Ich sterbe im Grunde nicht für die Güter, die ihr preist, dachte er, wie in einem Traum, nicht für die Interessen der Parteien, nicht für die Wohlfahrt der Lebenden, für kein vergängliches Gut, sondern ich sterbe, weil in meiner Brust der Wunsch lebendig war, mich restlos und ohne Schranken für etwas Großes dahinzugeben. Ich sterbe, weil ich den tatlosen Alltag im Grunde meines Herzens verachtet habe und die Niedrigkeit eines gleichmütigen Dahinlebens, ohne Adel, ohne Hoheit. Ich und alle, die mir in das Grab ihrer Jugend vorangegangen sind, wir haben als Söhne dieses oder jenes Landes gelebt oder gewirkt, aber sterben kann ein jeder nur als Mensch. Nennt Ihr Lebenden euch mit Stolz und Leidenschaft die Söhne eurer Völker oder eurer Nationen, uns Vollendete ehrt nur der Name Brüder. Wir fragen nicht danach, wer Sieger geblieben ist, denn wir haben gesiegt.

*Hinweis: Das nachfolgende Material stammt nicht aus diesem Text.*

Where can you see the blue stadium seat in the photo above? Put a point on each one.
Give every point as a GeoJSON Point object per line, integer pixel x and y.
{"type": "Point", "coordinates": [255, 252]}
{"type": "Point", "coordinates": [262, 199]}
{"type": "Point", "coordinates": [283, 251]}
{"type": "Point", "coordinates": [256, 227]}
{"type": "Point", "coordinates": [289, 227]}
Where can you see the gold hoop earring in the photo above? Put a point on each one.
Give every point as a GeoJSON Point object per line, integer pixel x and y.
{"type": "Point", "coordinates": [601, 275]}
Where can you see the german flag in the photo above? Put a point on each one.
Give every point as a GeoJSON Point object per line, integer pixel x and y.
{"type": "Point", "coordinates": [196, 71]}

Mit der hereinbrechenden Morgendämmerung fanden die Kameraden den Toten am Waldrand. Als sie ihn aufhoben, stand wie im Licht der heraufbrechenden Sonne ein Glanz in dem wächsernen Gesicht, wie die Gewißheit einer tiefen Beruhigung. Sie schauten sich ohne zu sprechen an, in ihrer einfachen, leidgewohnten Trauer, als begriffen sie dieses Licht, dessen himmlischer Widerschein über dem Grauen aller Totenfelder liegt. Er ruht dort wie die Ahnung einer verborgenen Rechtfertigung der furchtbaren Willkür des Krieges, an dem niemand Schuld trägt, als das Wesen des Menschen.